À chaque fois que vous accédez à un fichier sur un serveur vous générez des métadonnées. Ces métadonnées peuvent être l’adresse du fichier, sa taille, la date actuelle, l'identifiant du propriétaire du fichier... Un attaquant espionnant ce serveur peut intercepter toutes ces métadonnées et recueillir des informations sensibles sur vous, même si votre fichier est chiffré. D'un point de vue de l'attaquant, cela revient à pouvoir lire votre relevé téléphonique. Le serveur ayant besoin de ces informations pour traiter votre fichier, vous ne pouvez donc pas vous contentez de chiffrer ces métadonnées.

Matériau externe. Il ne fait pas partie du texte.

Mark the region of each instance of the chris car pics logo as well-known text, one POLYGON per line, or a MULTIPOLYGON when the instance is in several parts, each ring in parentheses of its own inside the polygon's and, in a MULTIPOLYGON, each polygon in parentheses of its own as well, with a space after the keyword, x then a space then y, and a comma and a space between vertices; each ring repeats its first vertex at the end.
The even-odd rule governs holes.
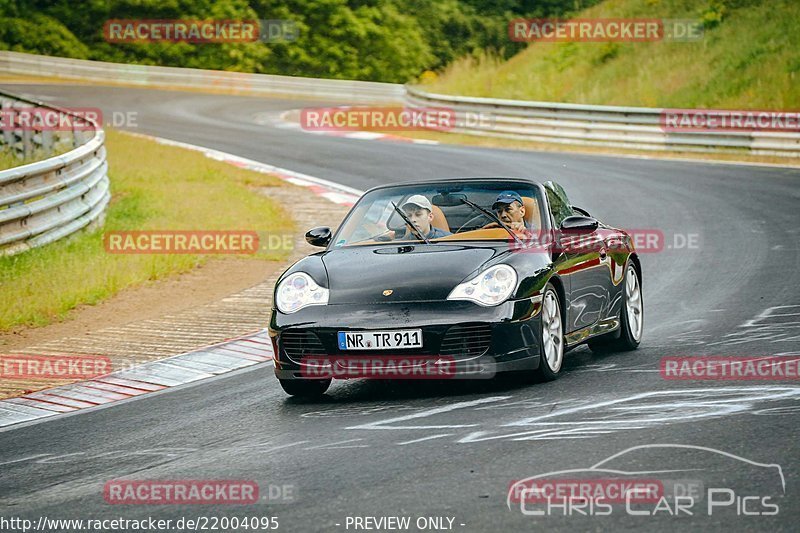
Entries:
POLYGON ((703 446, 645 444, 589 467, 512 481, 506 504, 531 517, 774 516, 785 494, 778 464, 703 446))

Le but de cette présentation est de suivre les étapes de conception d'un nouveau protocole de sécurité permettant d’empêcher la fuite de métadonnées. Cette analyse se fera depuis la découverte de ces fuites jusqu’à sa résolution en passant par toutes les étapes nécessaires à sa création. Je montrerais comment en utilisant des techniques classiques de forensique on peut récupérer en direct les métadonnées d'un serveur quand elles apparaissent en RAM. Ensuite, nous essayeront de comprendre comment empêcher la fuite de ces métadonnées sur ce serveur. Les différents protocoles que nous créerons sont couramment appelés "Oblivious RAM" (ORAM). Certains sont extrêmement simple mais aussi extrêmement lent, d'autre sont bien plus complexe et nécessiteront que l'on se penche sur des concepts assez récent comme le chiffrement homomorphique ou la signature en caméléon.
Si vous avez toujours pensé que le chiffrement était suffisant pour assurer votre vie privée sur internet ou si vous vous êtes toujours demandé ce que l'on pouvait faire avec des métadonnées, cette présentation est faite pour vous. Vous comprendrez comment vos métadonnées peuvent révéler plus sur votre vie de « personne qui n'a rien à cacher » que vos données. Vous réaliserez que chaque message envoyé depuis votre ordinateur peut potentiellement en dire énormément sur vous. Enfin, avant de devenir complètement paranoïaque, vous comprendrez que les solutions disponibles sont encore du domaine de la recherche et sont loin d’être prêtes pour un usage quotidien.
À propos de Alexandre Pujol @roddhjav
PhD Student in computer science in University College Dublin in the Performance Engineering Laboratory UCD. He has graduated from Polytech Marseille, France with a masters of computer science.